Yeah, it is easy to generalize to that. It is still a multi-Bernoulli
distribution. There are just more than three outcomes. However, you have
to decide how the two-step mutation works. Is there a separate mutation
rate for that or can you just assume it is the square of the first one?
>> but I have found a recurrence relation so that it is easily computed.
> Does your recursion formula generalize to the case of five-way
> branching, or better yet to seven-way branching (+3, -3, +2, -2, +1,
> -1, 0)? Brute-force calculation is doable up to the five-way case,
> but becomes impractical beyond that.
> John Chandler
Yeah, I think that is a trivial change. With just (+1,- 1, 0), the
recursion relation is
(D is the observed difference at the allele, N is the number of generations)
P(D | N) = (1-mu) *P(D | N-1) + mu/2*P(D-1 | N-1) + mu/2*P(D+1 | N-1)
It is just saying that the probability of being at the D state at time N
is sum of the probabilities of being at one of the other three states at
N-1 AND jumping to D from there.
So with 2*n+1 branches, this recursion relation becomes has 2n+1 terms
P(D | N) = (1-mu) *P(D | N-1) + SUM_OVER_i (nu_i/2) (P(D - i | N-1) +
P(D- i | N-1))
where mu=SUM_OVER_i nu_i.
Computation is not really a problem. If you want store all P(D|N)

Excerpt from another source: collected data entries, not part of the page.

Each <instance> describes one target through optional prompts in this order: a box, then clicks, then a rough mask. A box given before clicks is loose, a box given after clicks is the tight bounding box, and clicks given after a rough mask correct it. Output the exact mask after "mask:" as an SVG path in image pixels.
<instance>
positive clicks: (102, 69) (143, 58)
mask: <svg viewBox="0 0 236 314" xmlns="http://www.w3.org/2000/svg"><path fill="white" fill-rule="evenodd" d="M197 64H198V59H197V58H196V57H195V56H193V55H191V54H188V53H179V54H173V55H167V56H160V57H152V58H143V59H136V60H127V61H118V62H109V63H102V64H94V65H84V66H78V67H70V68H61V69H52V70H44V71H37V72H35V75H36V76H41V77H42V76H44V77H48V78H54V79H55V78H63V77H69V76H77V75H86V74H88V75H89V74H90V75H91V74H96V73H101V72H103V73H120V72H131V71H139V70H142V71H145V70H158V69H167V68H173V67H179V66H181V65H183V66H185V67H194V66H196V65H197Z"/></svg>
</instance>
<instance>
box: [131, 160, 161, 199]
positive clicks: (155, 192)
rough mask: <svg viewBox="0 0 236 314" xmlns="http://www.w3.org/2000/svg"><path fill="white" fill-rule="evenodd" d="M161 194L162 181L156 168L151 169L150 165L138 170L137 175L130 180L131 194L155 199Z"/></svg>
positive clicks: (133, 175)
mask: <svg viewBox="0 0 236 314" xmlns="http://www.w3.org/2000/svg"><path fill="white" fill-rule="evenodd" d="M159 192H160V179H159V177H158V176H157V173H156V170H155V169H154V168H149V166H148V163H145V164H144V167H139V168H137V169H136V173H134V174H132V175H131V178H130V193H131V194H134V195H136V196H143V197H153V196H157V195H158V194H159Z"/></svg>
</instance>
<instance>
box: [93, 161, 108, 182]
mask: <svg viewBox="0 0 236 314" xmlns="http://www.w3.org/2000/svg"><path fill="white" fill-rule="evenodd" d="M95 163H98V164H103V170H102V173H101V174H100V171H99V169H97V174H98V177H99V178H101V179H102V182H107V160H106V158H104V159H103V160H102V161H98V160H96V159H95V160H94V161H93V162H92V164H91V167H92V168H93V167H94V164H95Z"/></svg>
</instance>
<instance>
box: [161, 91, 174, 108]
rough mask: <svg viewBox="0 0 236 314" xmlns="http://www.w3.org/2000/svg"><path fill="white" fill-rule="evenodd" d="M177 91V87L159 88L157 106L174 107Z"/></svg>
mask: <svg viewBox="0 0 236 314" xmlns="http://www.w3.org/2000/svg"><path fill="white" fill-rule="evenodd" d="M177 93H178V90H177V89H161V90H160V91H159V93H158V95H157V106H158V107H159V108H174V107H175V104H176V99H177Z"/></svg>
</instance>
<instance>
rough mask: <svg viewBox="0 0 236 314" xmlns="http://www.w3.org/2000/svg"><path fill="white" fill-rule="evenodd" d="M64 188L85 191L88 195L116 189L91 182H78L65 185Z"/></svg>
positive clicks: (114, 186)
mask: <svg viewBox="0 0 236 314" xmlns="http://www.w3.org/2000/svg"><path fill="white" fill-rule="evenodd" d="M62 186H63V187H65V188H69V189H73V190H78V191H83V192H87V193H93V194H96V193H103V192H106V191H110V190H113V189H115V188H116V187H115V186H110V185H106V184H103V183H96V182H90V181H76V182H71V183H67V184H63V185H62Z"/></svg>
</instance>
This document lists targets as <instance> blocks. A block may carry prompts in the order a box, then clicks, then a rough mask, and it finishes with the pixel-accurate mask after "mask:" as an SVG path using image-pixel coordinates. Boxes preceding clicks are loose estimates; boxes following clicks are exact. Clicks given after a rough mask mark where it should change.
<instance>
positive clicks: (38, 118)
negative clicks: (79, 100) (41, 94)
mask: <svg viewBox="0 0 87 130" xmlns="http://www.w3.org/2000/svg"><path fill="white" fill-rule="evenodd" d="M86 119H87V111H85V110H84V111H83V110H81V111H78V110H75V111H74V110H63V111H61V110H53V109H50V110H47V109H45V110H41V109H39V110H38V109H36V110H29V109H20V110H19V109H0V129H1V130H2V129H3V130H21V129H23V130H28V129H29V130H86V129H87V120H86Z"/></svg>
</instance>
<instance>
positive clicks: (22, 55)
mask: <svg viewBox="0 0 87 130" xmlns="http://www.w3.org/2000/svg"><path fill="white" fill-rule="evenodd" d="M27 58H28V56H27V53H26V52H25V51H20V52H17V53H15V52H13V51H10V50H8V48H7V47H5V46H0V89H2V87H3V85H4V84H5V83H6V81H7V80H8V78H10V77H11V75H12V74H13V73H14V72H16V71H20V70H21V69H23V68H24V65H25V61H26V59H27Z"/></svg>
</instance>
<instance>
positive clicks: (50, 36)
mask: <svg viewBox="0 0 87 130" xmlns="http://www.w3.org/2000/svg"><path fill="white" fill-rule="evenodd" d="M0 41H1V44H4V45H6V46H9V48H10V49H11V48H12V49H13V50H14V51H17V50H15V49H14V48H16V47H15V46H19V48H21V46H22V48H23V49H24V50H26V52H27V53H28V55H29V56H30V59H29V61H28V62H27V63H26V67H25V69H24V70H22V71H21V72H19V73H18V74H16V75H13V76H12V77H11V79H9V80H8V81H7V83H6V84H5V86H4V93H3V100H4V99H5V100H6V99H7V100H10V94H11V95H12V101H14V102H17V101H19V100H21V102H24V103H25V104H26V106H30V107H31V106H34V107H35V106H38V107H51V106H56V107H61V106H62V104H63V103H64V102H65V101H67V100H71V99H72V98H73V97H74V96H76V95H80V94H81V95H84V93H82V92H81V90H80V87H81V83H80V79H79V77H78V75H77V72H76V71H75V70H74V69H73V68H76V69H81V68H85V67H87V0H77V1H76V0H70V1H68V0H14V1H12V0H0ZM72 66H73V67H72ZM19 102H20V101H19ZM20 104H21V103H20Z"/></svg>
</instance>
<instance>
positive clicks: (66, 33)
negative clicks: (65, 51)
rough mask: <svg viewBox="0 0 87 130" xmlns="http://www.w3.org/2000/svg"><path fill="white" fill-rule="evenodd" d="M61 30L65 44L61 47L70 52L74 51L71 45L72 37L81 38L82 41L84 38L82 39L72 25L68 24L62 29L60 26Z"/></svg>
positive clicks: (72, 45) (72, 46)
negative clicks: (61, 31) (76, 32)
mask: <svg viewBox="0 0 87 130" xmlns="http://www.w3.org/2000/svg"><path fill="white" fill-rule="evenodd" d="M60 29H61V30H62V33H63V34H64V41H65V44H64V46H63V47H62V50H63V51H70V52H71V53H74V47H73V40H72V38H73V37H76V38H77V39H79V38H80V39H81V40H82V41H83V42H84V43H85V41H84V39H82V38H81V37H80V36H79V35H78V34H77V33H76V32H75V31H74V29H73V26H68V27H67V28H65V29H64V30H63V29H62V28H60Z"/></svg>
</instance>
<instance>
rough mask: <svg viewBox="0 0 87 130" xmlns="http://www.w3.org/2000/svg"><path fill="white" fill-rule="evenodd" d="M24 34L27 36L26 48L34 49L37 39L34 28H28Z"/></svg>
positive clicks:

values, you have N(N+3)/2 values to compute and store. If you have an
n-branch recursion relation, you are doing N*(N+3)/2*(2n+1) computations
approximately. I can easily do up to N=1000 in less than a second on my
laptop. That is 1000 generations. Going beyond that scales like N^2
obviously. For 3000 generations, it took about 13 seconds. At that
point, it is more about memory. But computing and storing every value is
surely not needed. I am assuming that after 1000 generations, you could
be a 1000 markers away. Obviously, there is no need to compute past 20
moves or so. So I believe it can be made to scale like N instead of N^2.
If you have different mutations at different markers, you would need to
compute and store for each but this at worst makes it 67 times slower if
you have 67 markers and less is some alleles share the same mutation rate.